Saudi Arabia, Qatar and other countries in the region are unlikely to heed Trump’s call. Some have already pushed back privately. Riyadh has long said openly that it would only agree to the pact if there were a clear pathway toward a Palestinian state. Doha, which mediated between Israel and Hamas to end the Gaza war, has no plans to join the Abraham Accords. Any engagement with Israel at this point would focus on the resolution of the Palestinian issue, a Qatari official has said.
Many Arab countries once saw Israel as a potential partner making common cause against Iran, and some have quietly coordinated on security matters for years. Saudi Arabia came close to normalizing relations with Israel in 2023 before the Hamas-led attacks on Oct. 7 that year left 1,200 dead and set off a war in which Israel devastated the Gaza Strip.

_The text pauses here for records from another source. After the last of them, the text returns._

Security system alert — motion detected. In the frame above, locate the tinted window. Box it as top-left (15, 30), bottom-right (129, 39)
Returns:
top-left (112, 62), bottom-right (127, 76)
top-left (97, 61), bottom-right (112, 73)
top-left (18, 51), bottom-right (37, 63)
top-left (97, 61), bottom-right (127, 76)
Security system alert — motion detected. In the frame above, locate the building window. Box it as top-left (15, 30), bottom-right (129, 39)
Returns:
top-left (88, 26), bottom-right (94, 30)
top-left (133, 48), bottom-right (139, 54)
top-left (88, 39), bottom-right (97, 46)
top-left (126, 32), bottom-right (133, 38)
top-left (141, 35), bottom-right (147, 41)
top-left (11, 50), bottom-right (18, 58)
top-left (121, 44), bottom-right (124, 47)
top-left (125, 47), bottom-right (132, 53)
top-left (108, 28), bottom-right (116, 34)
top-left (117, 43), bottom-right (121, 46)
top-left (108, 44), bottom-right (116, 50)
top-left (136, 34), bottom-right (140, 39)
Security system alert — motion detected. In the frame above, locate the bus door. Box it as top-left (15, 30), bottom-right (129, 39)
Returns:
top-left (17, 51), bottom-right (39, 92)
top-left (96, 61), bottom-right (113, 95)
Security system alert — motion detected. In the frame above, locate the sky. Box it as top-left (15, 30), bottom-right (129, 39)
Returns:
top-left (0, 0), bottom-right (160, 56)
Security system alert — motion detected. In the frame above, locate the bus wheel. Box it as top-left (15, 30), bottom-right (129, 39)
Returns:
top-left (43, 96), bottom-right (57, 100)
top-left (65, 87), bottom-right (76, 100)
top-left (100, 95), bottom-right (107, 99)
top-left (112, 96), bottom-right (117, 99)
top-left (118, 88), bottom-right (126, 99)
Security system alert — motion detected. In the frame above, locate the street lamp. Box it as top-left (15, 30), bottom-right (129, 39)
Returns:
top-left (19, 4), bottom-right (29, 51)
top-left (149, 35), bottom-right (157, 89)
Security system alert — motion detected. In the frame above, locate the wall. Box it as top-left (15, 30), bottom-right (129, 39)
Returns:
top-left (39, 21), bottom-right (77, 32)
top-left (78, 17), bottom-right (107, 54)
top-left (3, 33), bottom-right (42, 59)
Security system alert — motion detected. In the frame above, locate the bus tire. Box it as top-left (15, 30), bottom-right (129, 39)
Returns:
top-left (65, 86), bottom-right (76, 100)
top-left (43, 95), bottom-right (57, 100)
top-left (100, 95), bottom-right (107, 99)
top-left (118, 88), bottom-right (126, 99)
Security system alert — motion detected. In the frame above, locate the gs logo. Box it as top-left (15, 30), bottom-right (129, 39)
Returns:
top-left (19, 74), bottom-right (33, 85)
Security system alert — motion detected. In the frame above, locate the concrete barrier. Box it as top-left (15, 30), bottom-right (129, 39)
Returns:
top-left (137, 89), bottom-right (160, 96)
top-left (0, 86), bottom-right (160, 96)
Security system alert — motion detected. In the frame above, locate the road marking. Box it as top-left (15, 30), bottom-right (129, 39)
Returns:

Riyadh and other Arab governments have cooperated with Israel and the U.S. on the security front since 2024 to shoot down Iranian drones and missiles, sharing intelligence and radar-tracking information, opening their airspace to warplanes, and in some cases supplying forces to help.
But political relations with Israel have worsened across the region since the country flattened Gaza and launched two wars against Iran, threatening the stability of the prosperous and economically sensitive Gulf. Now much of the region views Israel as a disruptive force that is occupying multiple Arab countries and actively frustrating efforts to establish a Palestinian state.
Michael Ratney, who previously served as U.S. ambassador to Riyadh and consul general in Jerusalem, said the Gulf states and Pakistan were unlikely to normalize with Israel under pressure and have become accustomed to Trump saying things that don’t make sense or sound insulting.